We find that under stochastic dynamics, both the simple switch, CS-MA, and positive autoregulation switch, DP-MA, are capable of bistable and tristable behaviour (Fig. 5). The fact that tristability can occur in the classical model is consistent with the effect of small molecule numbers; if gene expression remains low, it provides the opportunity for small number effects to be observed, and the third unstable steady state to stabilise [33]. To verify the robustness of the tristability found in the stochastic case, we re-sampled the posterior distributions, simulated to steady state and confirmed tristable behaviour. As can be seen in Fig. 5, differences in the parameter values are observed between the bistable and tristable switches, in both CS-MA and DP-MA models. The design principles for both the CS-MA model and the DP-MA model are summarised in Table 2.

	CS-MA		DP-MA
	Bistable	Tristable	Bistable	Tristable
Dimerisation	High	Low	High	Low
Protein degradation	-	-	-	Low
Dimer degradation	Low	-	Low	-

Differences are observed between the parameter values of the bistable and tristable CS-MA and DP-MA switches

Achieving higher multistability

To further demonstrate the flexibility of our framework we investigated a system capable of higher stabilities. Multistability is found in some differentiating pathways, such as the myeloid differentiation pathway [61, 62]. We allow for these more complex dynamics by extending the LU-DP model by adding another gene, making it a three gene switch. This new system is depicted in Fig. 6 a. In StabilityFinder we look for six steady states, the output being in nodes X and Y and use the priors shown in the Additional file 1. We successfully find that the system is capable of six steady states, as shown in Fig. 6 c.
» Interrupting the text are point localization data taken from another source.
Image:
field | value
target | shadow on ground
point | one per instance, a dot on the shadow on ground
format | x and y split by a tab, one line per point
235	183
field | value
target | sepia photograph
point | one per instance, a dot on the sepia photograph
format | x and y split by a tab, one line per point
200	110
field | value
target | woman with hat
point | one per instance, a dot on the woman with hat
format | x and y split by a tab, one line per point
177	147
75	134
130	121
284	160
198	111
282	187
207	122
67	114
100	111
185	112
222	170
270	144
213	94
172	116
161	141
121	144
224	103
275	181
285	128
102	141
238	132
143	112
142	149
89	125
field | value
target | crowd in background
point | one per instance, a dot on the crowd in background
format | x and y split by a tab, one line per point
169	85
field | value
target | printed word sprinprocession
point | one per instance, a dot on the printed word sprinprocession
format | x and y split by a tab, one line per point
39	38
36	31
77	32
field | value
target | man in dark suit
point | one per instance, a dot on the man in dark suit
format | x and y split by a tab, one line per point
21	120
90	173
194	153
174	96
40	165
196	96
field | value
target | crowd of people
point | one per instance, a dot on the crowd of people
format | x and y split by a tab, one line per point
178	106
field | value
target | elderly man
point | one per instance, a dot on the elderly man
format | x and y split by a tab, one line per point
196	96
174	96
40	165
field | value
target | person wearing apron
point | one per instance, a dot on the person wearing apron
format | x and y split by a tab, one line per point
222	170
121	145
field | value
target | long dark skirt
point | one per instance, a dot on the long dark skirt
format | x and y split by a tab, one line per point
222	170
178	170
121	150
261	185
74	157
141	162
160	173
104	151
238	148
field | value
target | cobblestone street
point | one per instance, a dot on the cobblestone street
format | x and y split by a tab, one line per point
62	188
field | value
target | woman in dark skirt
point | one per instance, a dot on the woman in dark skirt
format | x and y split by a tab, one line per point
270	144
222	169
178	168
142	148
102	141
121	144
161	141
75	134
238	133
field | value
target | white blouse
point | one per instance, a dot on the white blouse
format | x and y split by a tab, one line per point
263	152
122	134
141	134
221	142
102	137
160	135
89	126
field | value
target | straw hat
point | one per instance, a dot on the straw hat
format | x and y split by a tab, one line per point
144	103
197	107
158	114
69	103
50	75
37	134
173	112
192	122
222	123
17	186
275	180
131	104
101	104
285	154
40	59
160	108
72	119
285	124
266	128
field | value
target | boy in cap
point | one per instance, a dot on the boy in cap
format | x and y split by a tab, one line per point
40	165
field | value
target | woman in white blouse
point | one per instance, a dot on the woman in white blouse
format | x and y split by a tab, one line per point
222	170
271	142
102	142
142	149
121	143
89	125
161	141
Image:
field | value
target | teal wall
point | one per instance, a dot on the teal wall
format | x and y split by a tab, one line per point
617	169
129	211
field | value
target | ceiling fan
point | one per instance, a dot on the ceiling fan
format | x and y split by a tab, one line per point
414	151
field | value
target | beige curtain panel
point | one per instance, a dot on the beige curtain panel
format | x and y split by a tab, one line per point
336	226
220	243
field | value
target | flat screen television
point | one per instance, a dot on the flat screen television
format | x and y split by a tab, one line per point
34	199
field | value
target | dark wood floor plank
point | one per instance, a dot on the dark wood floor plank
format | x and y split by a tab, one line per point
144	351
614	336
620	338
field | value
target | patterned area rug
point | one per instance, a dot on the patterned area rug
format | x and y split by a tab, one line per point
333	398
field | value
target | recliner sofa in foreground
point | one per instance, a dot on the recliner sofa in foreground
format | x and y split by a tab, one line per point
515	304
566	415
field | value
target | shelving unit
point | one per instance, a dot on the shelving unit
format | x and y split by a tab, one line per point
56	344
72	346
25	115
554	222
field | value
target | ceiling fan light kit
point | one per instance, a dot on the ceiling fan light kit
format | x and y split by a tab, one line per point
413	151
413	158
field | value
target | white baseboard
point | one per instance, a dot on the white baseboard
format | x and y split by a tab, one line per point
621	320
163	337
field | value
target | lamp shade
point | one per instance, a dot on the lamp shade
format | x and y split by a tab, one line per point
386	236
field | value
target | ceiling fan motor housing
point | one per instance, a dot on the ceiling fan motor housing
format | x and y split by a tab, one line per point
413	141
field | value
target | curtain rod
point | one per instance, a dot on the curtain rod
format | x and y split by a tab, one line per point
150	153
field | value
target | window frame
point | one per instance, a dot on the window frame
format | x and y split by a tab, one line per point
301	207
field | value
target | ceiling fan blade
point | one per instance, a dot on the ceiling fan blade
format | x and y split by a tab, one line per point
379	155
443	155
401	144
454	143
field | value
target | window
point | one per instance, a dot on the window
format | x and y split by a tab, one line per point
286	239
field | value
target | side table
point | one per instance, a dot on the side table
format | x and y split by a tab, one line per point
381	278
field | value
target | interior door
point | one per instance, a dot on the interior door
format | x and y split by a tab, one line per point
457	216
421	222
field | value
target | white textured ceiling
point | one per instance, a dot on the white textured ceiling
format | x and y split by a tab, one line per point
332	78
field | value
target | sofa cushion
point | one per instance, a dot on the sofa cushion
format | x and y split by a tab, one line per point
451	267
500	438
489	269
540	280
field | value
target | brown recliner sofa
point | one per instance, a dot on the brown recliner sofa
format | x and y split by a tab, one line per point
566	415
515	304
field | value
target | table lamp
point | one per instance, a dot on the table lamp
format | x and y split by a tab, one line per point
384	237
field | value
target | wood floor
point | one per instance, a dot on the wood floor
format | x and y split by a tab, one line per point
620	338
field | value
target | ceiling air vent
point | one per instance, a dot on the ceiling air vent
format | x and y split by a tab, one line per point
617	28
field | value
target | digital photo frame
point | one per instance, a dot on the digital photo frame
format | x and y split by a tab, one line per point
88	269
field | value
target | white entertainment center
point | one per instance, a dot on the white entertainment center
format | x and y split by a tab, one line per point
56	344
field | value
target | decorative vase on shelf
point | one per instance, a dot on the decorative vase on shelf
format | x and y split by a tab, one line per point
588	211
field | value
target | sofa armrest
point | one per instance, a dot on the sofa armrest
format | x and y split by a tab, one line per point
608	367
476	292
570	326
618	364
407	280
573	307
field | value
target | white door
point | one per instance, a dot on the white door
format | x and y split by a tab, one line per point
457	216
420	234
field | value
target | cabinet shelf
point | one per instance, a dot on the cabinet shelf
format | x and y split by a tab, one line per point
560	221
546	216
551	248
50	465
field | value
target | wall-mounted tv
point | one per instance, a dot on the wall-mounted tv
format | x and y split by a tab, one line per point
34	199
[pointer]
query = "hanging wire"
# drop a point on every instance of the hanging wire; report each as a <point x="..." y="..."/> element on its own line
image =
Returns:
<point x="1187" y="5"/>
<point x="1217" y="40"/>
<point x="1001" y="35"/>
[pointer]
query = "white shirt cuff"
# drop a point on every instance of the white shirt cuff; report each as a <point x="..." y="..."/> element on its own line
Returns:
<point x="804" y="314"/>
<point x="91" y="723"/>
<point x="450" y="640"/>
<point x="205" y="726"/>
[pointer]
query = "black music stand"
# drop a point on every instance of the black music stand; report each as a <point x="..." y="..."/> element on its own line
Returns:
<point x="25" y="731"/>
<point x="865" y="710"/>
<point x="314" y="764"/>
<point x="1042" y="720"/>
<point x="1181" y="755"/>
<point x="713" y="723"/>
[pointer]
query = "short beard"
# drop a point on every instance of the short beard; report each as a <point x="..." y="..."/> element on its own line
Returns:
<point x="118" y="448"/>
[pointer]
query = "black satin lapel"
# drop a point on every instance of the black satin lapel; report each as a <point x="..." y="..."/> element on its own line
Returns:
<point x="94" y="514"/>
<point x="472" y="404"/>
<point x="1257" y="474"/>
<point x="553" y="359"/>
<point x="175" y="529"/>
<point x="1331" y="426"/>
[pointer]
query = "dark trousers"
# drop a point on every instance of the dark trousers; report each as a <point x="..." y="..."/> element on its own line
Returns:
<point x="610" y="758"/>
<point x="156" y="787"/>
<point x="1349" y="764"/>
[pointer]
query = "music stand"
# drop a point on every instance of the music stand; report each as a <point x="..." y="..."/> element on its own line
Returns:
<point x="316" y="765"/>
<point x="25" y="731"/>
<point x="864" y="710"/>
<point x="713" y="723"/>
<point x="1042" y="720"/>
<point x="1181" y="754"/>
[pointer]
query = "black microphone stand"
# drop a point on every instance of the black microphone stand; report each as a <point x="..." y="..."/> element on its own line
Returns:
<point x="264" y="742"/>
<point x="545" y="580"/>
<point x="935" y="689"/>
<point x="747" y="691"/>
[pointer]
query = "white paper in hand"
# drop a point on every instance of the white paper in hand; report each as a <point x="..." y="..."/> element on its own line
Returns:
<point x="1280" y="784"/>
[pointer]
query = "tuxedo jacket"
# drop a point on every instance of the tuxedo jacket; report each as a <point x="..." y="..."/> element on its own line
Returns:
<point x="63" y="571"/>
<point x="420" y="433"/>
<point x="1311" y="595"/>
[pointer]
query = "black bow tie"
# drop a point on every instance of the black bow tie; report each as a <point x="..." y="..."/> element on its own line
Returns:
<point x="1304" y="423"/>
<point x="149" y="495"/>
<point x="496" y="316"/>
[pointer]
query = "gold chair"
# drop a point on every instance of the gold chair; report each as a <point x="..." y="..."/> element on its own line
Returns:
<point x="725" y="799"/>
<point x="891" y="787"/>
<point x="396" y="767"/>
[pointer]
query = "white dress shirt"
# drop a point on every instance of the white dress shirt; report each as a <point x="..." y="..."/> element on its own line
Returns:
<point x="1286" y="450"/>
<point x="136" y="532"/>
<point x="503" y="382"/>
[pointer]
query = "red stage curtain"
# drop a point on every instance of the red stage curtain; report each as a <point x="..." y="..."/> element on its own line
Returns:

Consistent with the LU-DP switch capable of 2, 3 and 4 steady states, we find that the steady states are symmetric (Fig. 6 c). Each of the six steady states exists in symmetry with another one, in tightly constrained regions. We find that the most constrained parameters for this behaviour are again the degradation rate of the proteins, k _x . If they are too large or too small the system will not exhibit hexastability. Additionally we find that the Hill coefficients for the repressors, n _xy , are constrained to be smaller than 1.5 as seen in Fig. 6 d. This example demonstrates that Stability Finder can be used to elucidate the dynamics of more complex network architectures, which will be key to the successful design and construction of novel gene networks as synthetic biology advances.